Andai judul di atas ditanyakan kepada Kiai Ali Mustafa Yaqub (1952-2016) dan Prof. Quraish Shihab, mungkin jawaban yang akan diperoleh adalah “Sangat mungkin dan harus.” Tanpa mengingkari adanya perbedaan di antara Sunnah-Syiah ataupun NU-Wahabi, kedua tokoh ini mengajak kita untuk tidak melupakan adanya titik temu. Kiai Ali Mustafa Yaqub mewariskan gagasannya itu ke dalam buku yang berjudul “Titik Temu Wahabi-NU” (2015). Sedangkan Prof. Quraish Shihab dalam buku yang berjudul “Sunnah-Syiah Bergandengan Tangan! Mungkinkah?; Kajian atas Konsep dan Pemikiran” (2007).
Tanpa mengurangi rasa hormat kepada sebagian pihak yang hingga kini terus asyik mengulik-ulik perbedaan di antara NU-Wahabi ataupun Sunnah-Syiah (dalam batas tertentu, keasyikan ini juga perlu), baik kiranya jika kajian titik temu juga digaungkan. Mengimbangi kejenuhan dan kegundahan umat menyimak narasi benturan dan pembenturan di antara sesama umat Islam. Ujungnya, kita berharap masyarakat akan semakin dewasa dan cerdas. Bahwa perbedaan adalah sebuah keniscayaan. Namun, kita tetap dapat bergandeng tangan dengan perbedaan masing-masing. Kita dapat berjalan beriringan tanpa harus diseragamkan.

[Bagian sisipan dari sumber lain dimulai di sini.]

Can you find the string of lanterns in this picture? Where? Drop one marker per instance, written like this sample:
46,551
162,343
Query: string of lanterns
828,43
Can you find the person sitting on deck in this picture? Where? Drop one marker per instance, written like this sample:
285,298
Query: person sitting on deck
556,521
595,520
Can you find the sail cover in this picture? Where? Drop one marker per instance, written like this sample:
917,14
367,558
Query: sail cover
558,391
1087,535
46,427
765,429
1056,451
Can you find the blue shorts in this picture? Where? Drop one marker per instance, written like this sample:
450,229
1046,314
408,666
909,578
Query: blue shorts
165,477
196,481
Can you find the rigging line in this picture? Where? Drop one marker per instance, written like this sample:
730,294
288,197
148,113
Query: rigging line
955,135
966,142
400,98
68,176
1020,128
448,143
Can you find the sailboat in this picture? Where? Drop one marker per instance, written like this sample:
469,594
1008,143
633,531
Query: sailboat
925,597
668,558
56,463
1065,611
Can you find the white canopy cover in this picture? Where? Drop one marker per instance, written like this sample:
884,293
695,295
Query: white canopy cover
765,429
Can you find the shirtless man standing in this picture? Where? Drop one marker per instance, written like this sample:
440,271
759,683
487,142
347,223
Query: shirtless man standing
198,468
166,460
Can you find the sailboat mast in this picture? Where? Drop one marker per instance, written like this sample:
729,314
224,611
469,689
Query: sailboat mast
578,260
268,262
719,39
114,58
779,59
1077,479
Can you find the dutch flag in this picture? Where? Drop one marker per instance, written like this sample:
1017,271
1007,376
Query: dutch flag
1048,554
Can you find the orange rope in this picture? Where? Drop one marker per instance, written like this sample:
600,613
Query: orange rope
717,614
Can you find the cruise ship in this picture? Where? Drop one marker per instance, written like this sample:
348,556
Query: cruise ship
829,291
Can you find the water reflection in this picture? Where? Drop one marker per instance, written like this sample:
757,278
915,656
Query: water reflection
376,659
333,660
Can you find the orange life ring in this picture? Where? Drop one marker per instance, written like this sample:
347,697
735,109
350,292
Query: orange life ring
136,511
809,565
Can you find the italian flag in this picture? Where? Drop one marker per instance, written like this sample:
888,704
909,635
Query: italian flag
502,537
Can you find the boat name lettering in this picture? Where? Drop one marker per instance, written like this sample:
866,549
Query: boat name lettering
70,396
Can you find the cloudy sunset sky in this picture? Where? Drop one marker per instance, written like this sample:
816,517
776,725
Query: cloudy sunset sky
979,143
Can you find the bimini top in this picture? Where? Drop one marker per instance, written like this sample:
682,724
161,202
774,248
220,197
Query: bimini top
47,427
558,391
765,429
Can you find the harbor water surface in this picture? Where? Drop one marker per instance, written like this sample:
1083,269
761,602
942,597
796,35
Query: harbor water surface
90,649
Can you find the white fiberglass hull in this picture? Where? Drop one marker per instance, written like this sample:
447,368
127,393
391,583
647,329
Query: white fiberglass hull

Terkait titik temu NU-Wahabi, buku Kiai Ali Mustafa Yaqub menarik untuk disimak. Di bagian awal buku setebal 119 halaman ini, kita akan disajikan sejarah singkat Wahabi dan NU. Lebih lanjut, Kiai Ali Mustafa Yaqub yang merupakan santri Tebuireng di bawah asuhan Kiai Idris Kamali (1887-1987) itu menguraikan penyebab kerenggangan Wahabi dan NU selama ini, baik faktor internal maupun eksternal.

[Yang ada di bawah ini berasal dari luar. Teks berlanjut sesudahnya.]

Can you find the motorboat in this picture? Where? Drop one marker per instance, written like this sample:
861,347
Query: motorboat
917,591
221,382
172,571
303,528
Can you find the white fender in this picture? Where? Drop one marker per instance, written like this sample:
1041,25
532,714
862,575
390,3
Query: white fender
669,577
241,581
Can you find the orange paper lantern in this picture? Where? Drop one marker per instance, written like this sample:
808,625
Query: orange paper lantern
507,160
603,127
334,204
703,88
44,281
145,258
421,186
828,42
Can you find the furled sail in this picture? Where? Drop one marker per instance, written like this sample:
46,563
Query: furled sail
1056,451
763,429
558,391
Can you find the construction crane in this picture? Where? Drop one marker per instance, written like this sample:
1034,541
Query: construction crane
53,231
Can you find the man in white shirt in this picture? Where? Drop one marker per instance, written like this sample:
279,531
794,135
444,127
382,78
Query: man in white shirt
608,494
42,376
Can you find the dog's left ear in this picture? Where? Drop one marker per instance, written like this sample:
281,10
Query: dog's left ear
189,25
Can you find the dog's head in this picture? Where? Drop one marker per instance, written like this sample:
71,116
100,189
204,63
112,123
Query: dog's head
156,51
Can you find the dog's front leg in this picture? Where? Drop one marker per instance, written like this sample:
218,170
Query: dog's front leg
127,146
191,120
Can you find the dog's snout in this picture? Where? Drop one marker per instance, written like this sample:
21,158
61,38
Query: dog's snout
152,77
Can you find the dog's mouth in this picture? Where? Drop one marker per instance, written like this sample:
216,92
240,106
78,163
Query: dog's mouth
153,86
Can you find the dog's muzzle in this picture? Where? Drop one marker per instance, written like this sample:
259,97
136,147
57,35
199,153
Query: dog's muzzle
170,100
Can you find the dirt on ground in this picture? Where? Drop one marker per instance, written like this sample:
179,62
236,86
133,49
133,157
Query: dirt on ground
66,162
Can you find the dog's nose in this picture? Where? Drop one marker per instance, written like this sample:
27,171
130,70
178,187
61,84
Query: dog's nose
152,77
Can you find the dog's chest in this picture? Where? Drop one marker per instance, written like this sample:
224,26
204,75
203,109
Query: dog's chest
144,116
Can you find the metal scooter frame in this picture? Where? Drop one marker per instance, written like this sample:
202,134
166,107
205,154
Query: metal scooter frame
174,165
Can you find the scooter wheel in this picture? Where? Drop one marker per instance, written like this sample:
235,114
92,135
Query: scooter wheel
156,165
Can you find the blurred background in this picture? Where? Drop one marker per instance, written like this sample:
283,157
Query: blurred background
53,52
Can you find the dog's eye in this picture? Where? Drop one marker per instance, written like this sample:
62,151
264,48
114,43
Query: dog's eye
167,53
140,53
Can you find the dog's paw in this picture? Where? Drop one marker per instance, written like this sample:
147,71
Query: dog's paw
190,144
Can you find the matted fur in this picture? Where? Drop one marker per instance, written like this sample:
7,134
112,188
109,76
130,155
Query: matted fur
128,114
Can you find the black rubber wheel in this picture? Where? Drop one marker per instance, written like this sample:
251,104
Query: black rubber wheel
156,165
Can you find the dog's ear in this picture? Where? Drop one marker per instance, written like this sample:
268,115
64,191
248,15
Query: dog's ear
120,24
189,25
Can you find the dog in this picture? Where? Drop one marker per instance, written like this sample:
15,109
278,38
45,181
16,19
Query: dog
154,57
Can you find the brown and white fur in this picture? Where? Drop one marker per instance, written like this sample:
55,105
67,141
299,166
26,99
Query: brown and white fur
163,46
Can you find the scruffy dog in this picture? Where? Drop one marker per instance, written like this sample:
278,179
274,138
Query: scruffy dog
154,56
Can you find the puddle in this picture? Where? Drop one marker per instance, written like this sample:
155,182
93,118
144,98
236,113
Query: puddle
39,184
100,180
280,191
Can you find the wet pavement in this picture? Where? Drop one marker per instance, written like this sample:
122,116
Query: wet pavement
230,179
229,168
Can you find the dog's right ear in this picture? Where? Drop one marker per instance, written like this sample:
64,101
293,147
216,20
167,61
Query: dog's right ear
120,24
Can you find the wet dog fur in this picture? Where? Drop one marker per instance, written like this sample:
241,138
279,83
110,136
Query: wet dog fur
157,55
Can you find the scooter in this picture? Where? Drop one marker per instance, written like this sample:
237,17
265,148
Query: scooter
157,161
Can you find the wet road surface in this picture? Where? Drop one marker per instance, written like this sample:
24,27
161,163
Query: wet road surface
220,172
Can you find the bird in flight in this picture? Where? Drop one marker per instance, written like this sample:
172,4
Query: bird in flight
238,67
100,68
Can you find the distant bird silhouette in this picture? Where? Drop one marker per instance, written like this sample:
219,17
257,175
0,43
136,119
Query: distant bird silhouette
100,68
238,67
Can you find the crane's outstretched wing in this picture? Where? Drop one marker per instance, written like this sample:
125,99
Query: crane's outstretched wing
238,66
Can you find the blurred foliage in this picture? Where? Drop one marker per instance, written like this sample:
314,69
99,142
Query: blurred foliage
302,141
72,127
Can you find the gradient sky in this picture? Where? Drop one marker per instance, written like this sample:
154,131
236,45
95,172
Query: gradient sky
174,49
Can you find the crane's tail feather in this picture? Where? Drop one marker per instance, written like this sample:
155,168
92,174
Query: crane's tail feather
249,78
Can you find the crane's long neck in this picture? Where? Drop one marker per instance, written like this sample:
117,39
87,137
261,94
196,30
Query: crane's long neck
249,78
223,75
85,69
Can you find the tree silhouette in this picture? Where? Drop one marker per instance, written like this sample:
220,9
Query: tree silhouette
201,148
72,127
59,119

Di antaranya adalah karena ada sebagian pihak dari keduanya yang tidak mau untuk saling memahami dan mengenal secara lebih dekat dan objektif. Di lembar-lembar berikutnya, kita akan ditunjukkan contok titik temu Wahabi-NU. Tersaji pula dialog silaturahmi 14 Februari 1987 antara delegasi PBNU yang dipimpin oleh Kiai Sahal Mahfudz (1937-2014) dengan Mufti Arab saudi, Syaikh Abdul Aziz bin Baz (1909-1999).
Di sisi lain, buku Prof. Quraish Shihab mengajak kita untuk menilik titik temu Sunnah-Syiah. Termasuk di dalamnya adalah titik bersepakat untuk saling berbeda. Sebagai dua aliran besar yang lahir dalam masyarakat muslim, keduanya memiliki persamaan sekaligus perbedaan.
Hanya saja, Prof. Quraish menyayangkan selama ini sisi perbedaan lebih banyak diangkat dan dibicarakan. Bahkan dengan sengaja dijadikan sebagai benih permusuhan. Diwariskan dari satu generasi ke generasi berikutnya. Menarik jika kita berani secara objektif menyinggahi sisi perbedaan dan sekaligus sisi persamaannya. Mulai dari rukun Iman dan Islam kedua aliran, sikap terhadap para sahabat dan keluarga Nabi, hingga masalah furu’ (rincian cabang ajaran) dari keduanya.
Dengan demikian, kita akan terkayakan pandangan untuk memahami mengapa perbedaan itu ada.